It is almost inevitable in a dynamic economy and society such as that exists in the United States, that law lags developments in the market place. The financial services industry provides a vivid illustration.
For several decades, banking organizations were finding ways, albeit inefficiently, to operate in multiple states through separate banks, despite the federal prohibition of interstate branching. Eventually, in 1994, Congress enacted the Riegle-Neal Interstate Banking Act to allow nationwide banking. Similarly, during the 1980s and 1990s, banking organizations were attempting to offer a broader array of financial services to meet market demands, within the confines of the Bank Holding Company Act (BHCA), which to some extent inhibited them from doing so. Eventually, Congress fundamentally overhauled the BHCA in 1999, through the Gramm-Leach-Bliley Act (GLBA), and allowed banks and other financial institutions to operate, if they so chose, as fully diversified financial institutions.
The financial marketplace, as a result of these two acts, is very different than it was just a short time ago. Consumers and firms can now do business with the same bank in multiple states without having to open accounts with separate banks. In addition, the changes under GLBA have unleashed a number of major financial institutions to offer an array of banking and non-banking services to their customers. In the process, financial markets are gradually becoming more competitive, which was the main objective of both the Riegle-Neal Act and the GLBA.
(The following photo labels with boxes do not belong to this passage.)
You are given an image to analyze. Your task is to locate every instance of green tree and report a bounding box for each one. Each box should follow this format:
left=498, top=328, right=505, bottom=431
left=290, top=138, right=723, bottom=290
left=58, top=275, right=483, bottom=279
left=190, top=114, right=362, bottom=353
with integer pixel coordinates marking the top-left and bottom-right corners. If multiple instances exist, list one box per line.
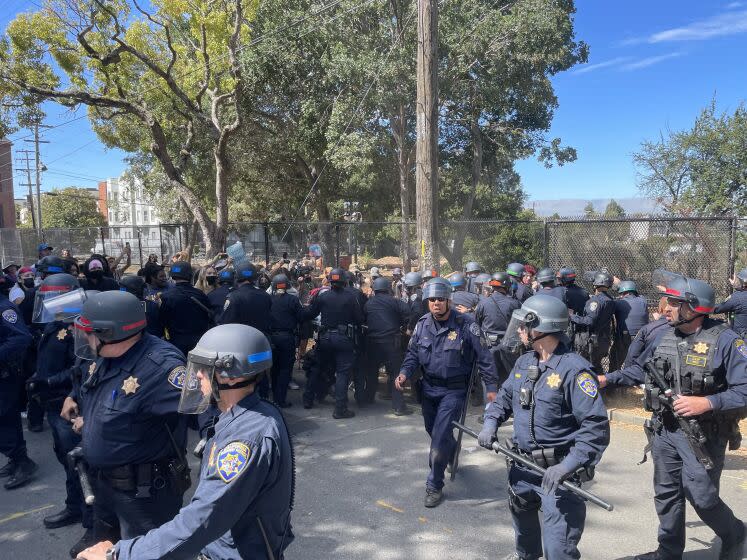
left=41, top=187, right=106, bottom=228
left=0, top=0, right=257, bottom=252
left=633, top=101, right=747, bottom=216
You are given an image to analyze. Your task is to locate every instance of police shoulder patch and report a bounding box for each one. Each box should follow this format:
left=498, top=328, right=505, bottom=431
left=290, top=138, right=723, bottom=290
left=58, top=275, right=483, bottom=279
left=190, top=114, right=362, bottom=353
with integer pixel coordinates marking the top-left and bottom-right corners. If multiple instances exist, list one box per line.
left=3, top=309, right=18, bottom=325
left=169, top=366, right=187, bottom=389
left=734, top=338, right=747, bottom=358
left=576, top=371, right=599, bottom=399
left=216, top=441, right=251, bottom=483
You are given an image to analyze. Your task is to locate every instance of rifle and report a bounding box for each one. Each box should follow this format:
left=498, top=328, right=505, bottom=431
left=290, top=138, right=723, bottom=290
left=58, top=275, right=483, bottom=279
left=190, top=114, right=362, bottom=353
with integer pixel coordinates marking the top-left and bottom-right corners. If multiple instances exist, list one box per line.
left=449, top=359, right=477, bottom=480
left=644, top=352, right=714, bottom=470
left=452, top=420, right=615, bottom=511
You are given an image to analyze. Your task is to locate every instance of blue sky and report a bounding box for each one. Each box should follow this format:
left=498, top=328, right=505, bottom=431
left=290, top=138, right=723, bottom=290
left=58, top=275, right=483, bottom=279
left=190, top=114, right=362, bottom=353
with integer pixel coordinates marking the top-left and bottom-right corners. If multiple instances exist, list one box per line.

The failure of Enron and several other major companies in 2002, however, has caused some to question the wisdom of the GLBA, and specifically the closer alliances between commercial and investment banking that it and preceding deregulatory measures have permitted. In particular, charges have been leveled at bank lenders that they may have extended loans to these companies (which later could not repay them) at bargain basement rates on the condition that they use the investment banking services of the banks’ affiliates. If true, then such “tying” arrangements would violate at least three provisions of federal law: the long-standing anti-tying prohibition under Section 106 of the BHCA; the requirement under Section 23B of the Federal Reserve Act that bank loans made to customers of affiliates under many circumstances be on “arms-length” terms; and the general requirements under federal banking laws that banks operate in a “safe and sound” manner. Both the Comptroller of the Currency and the Federal Reserve Board have looked into these charges and so far found them without basis (although the regulators are continuing their investigation).